La CGPME espère se faire entendre des parlementaires lors de la rédaction des décrets d’application de la loi

7 mars
2014

Le projet de loi relatif à la formation professionnelle qui devrait être adopté définitivement par l’Assemblée nationale et le Sénat les 26 et 27 février prochains est donc sorti rédigé dans sa version définitive de la commission mixte paritaire le 24 février soir. Et pour la CGPME, qui s’était opposée à l’Ani du 14 décembre 2014 (soutenue par de nombreuses branches professionnelles dont certaines adhèrent par ailleurs au Medef (lire) et s’était engagée dans une campagne de lobbying auprès des parlementaires pour tenter de faire entendre ses arguments, le compte n’y est toujours pas.

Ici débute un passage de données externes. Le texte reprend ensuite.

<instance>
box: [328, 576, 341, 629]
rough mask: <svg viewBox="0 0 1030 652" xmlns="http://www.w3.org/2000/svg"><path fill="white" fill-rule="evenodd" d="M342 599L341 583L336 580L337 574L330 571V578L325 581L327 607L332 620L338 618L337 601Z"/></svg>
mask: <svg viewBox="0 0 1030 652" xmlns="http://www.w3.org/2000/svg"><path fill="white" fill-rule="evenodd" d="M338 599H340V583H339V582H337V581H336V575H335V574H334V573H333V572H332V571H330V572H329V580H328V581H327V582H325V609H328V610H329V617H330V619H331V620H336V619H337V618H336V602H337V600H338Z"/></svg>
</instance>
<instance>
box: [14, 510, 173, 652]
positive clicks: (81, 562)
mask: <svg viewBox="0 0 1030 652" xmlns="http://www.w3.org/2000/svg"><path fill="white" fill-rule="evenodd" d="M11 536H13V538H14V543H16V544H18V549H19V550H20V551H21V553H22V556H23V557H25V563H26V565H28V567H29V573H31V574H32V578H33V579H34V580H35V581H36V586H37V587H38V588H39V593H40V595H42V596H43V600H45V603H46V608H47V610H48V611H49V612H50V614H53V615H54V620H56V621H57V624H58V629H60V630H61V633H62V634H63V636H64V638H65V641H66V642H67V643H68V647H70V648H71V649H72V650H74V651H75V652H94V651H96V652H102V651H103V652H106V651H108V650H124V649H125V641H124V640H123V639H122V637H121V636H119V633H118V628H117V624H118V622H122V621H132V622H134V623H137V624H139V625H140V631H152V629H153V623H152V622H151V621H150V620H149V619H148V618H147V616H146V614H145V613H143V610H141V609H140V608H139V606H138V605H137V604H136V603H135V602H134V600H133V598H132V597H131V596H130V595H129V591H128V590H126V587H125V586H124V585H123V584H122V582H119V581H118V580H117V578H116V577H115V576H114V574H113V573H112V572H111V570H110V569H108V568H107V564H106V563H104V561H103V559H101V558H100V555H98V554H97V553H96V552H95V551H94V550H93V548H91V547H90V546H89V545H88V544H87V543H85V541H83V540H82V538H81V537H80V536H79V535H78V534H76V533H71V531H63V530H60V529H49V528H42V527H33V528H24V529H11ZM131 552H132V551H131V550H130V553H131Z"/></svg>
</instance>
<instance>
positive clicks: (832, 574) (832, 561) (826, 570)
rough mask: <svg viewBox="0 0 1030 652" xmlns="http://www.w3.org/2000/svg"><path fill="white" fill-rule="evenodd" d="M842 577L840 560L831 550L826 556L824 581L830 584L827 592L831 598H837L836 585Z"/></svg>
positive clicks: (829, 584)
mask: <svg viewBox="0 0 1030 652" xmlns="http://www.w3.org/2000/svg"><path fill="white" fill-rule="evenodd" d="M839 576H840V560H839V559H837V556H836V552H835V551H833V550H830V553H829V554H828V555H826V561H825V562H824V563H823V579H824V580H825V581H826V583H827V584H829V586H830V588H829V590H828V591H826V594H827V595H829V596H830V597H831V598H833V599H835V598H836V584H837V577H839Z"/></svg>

Selon les calculs de la Délégation générale à l’emploi et à la formation professionnelle, le passage d’une cotisation globale mutualisée d’1,6 % de la masse salariale à 1 % comme le prévoit la réforme fera passer le "pot commun" des fonds de la formation alimenté par les entreprises de 6,3 milliards d’euros à 4,8. Et ce sont les fonds du plan de formation qui connaîtront le régime le plus sévère puisque des 3,7 milliards actuels, il ne demeurera plus que près de 630 millions une fois la réforme entrée en vigueur.

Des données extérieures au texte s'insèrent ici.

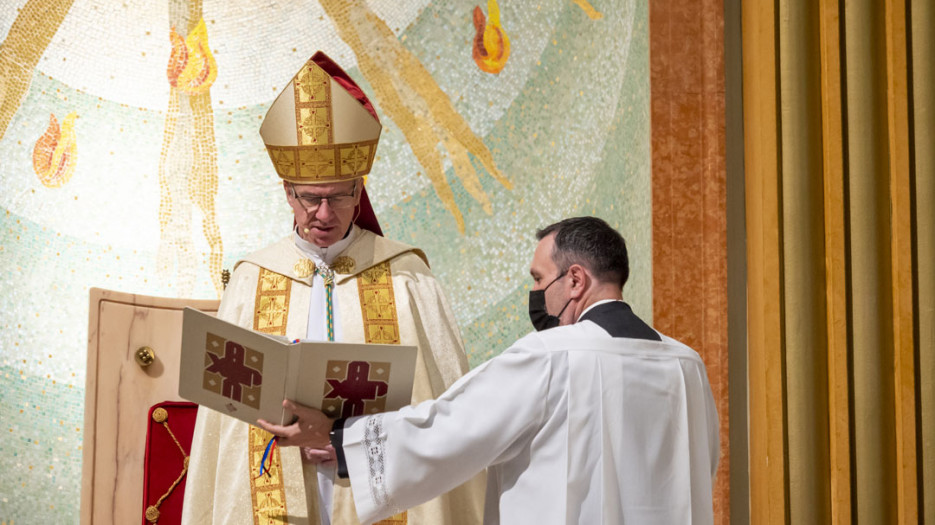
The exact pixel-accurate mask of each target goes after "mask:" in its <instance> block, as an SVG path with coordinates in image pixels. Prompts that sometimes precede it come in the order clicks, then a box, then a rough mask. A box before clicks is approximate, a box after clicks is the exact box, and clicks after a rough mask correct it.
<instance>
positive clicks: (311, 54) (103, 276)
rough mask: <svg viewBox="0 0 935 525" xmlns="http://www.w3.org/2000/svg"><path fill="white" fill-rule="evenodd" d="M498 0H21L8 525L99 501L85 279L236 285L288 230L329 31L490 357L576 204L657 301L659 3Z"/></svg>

Alors, certes, le texte parlementaire issu de l’accord national interprofessionnel prévoit, au travers d’une contribution spécifique au FPSPP (0,2 %), de "sanctuariser" près de 835 millions d’euros au seul bénéfice des PME et TPE, mais aux yeux de la CGPME, la perte sèche risque tout de même d’être douloureuse pour les petites et moyennes entreprises. « Ça limite un peu les dégâts, mais la chute n’en demeure pas moins brutale », analysait Geneviève Roy, vice-présidente de la Confédération mardi 25 février lors d’un entretien accordé au Quotidien de la formation.

« Incohérence sur l’alternance »

La sensibilisation des parlementaires ? « Nous avons été écoutés... mais pas toujours entendus. Nos actions ont pesé, mais pas assez », déplorait la numéro 2 de la CGPME. Car la diminution des fonds mutualisés ne constitue pas la seule problématique que la réforme pose aux PME puisque le transfert des fonds de l’apprentissage aux Conseils régionaux – qui souhaitent les flécher vers les niveaux de formation les plus bas – risque d’entraîner une baisse du nombre d’alternants préparant des diplômes de l’enseignement supérieur alors que, déjà, le nombre de signatures de contrats d’apprentissage et de professionnalisation est en net recul (près de 25 000 contrats en moins entre janvier et novembre 2013 par rapport à 2012).

« Il y a dans l’action du gouvernement une incohérence sur l’alternance que nous ne comprenons pas. D’un côté, il entend développer l’apprentissage et vise l’objectif de 500 000 apprentis en formation à la fin du quinquennat, mais de l’autre, il supprime les aides à l’embauche d’apprentis, maintient le bac pro en trois ans qui constitue un véritable repoussoir pour les PME et déploie des dispositifs concurrents comme les emplois d’avenir ou les contrats de génération... », s’interrogeait Geneviève Roy.

« Une réforme de plus qui va profiter aux grands groupes »

Mais la réforme suscite d’autres inquiétudes du côté des patrons de PME. Les entretiens professionnels obligatoires, « source d’une charge juridique et administrative supplémentaire pour les petites entreprises qui ne disposent pas de services RH pour les assurer », ou encore les formations éligibles au CPF dont le caractère "nécessairement qualifiant" est jugé comme en inadéquation avec les besoins des PME et leur compétitivité. « Une réforme de plus qui va profiter aux grands groupes au détriment des PME... Les pouvoirs publics semblent ignorer que c’est dans les structures de moins de 300 salariés que l’on crée de l’emploi ! »

A l’heure actuelle, il paraît hautement probable que les deux Chambres voteront le texte rédigé par la commission mixte paritaire dans les jours à venir. Cependant, de nombreuses dispositions restent encore suspendues aux décrets d’application qui suivront. La CGPME entend bien se rappeler au bon souvenir des parlementaires au moment de leur rédaction. La numéro 2 de la Confédération prévient : « Notre campagne de sensibilisation se poursuit. Nous ne lâcherons rien sur ce qui nous paraît essentiel. »

Benjamin d’Alguerre
Article paru dans Le Quotidien de la Formation du 26 février 2014.